Bug#931267: times out and drops into useless emergency shell with fsck still ongoing
Steve McIntyre
steve at einval.com
Sun Jun 30 00:46:46 BST 2019
Package: systemd
Version: 241-5
Severity: important
Hi,
[ Ignore the system info etc. below - I'm running reportbug on a
different system. ]
I've just dist-upgraded my headless home firewall/server from Stretch
to Buster. I did the usual task of config file merging. and then
rebooted the machine. It didn't come up on the network again
afterwards.
After rummaging around to connect a serial cable, there was no
interaction on the console so I rebooted again. Now I see that the
machine is running a fsck on the multiple large filesystems (Debian
mirror, video/audio data etc.) Fine - the machine had not been
rebooted in a long time, so the fsck was overdue. Then I see that
systemd has decided to time out startup of services and drop me into
an Emergency shell. With fsck going on and writing to the console, I
cannot useful interact with the shell. The fsck completed
successfully, but I had a headless machine that still needed
interaction to make it work again.
Several points/questions:
* Why on earth do things have a short timeout when fsck is still
running? It's normal for fsck on a large fs to take a long time,
and this should not break bootup. Especially not on a headless box.

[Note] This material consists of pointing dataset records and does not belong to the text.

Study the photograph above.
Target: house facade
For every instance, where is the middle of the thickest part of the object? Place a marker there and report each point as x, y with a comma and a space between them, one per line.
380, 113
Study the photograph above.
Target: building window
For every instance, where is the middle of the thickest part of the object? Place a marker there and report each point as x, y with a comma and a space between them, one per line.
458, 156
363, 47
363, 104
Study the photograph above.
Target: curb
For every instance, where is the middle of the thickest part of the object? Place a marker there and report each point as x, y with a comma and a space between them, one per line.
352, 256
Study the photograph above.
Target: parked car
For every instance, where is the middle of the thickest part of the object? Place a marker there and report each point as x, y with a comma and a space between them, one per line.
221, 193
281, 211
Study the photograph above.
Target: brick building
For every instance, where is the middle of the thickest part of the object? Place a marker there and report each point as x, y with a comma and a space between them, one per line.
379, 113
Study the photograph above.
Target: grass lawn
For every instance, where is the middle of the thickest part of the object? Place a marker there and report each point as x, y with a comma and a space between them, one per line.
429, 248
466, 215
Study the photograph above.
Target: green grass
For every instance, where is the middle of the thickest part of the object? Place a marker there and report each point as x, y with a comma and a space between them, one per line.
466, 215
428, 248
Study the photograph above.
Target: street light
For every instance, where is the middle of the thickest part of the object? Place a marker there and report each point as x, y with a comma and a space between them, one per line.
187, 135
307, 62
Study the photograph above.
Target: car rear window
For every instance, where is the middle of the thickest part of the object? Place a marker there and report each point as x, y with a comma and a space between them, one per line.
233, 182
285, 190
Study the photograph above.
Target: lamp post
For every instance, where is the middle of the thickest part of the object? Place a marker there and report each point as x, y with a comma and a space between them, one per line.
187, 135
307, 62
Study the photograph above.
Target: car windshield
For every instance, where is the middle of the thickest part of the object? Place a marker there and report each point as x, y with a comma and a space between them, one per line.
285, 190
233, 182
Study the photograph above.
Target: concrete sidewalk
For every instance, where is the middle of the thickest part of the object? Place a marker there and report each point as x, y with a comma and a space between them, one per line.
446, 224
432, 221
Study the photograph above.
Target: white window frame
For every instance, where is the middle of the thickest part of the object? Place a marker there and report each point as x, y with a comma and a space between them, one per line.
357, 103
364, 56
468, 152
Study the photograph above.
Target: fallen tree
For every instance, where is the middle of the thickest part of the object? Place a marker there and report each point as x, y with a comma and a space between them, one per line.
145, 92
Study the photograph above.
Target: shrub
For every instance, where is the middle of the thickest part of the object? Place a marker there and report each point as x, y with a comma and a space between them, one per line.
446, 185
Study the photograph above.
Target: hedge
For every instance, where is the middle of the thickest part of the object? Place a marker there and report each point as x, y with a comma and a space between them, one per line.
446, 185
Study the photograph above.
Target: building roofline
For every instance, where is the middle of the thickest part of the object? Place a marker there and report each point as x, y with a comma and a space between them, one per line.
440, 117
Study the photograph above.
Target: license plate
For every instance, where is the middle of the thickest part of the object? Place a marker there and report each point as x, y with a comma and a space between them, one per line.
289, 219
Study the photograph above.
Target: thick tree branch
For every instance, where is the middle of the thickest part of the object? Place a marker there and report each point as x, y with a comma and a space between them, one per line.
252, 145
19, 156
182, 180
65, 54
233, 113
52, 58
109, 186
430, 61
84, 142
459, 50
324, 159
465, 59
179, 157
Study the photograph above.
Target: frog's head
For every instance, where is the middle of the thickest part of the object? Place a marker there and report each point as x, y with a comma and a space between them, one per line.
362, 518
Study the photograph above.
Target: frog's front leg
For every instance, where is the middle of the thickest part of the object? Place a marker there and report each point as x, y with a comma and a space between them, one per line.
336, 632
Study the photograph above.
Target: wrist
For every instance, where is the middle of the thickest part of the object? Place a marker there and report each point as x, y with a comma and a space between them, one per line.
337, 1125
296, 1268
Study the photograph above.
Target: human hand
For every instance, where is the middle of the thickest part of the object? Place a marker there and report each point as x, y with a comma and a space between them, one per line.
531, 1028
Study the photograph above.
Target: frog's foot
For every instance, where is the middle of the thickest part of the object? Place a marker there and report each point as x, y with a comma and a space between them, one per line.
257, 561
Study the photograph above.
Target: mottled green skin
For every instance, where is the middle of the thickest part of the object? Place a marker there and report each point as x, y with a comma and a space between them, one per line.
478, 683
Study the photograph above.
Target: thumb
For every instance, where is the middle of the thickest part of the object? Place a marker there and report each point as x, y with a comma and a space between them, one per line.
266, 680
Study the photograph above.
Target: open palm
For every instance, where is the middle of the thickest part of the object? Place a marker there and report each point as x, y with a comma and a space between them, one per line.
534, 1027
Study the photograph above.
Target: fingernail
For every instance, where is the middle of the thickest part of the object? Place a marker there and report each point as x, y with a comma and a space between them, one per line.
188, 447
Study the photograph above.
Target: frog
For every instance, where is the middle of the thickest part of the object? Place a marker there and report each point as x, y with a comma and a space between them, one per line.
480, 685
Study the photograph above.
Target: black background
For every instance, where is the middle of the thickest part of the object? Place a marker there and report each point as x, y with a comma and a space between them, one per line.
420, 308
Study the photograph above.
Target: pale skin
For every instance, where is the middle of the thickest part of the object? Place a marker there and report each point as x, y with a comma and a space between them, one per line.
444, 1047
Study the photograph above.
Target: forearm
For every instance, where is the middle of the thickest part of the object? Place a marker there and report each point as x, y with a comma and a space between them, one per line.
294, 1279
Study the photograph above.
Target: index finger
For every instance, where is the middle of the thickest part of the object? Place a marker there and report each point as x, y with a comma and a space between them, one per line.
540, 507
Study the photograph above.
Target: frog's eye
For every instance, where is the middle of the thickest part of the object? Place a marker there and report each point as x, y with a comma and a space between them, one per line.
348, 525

* Why does systemd try to start an Emergency shell on an already-busy
console? This is *not* useful.
* I haven't tried to reproduce this, but the initial interaction on
the console seemed to show a hung machine. I had no useful
interaction there. Is the Emergency shell setup meant to prompt
again on password failure if I just hit <enter> several times?
-- Package-specific info:
-- System Information:
Debian Release: 10.0
APT prefers testing
APT policy: (500, 'testing'), (500, 'stable')
Architecture: amd64 (x86_64)
Kernel: Linux 4.19.0-5-amd64 (SMP w/4 CPU cores)
Locale: LANG=en_GB.UTF-8, LC_CTYPE=en_GB.UTF-8 (charmap=UTF-8), LANGUAGE=en_GB:en (charmap=UTF-8)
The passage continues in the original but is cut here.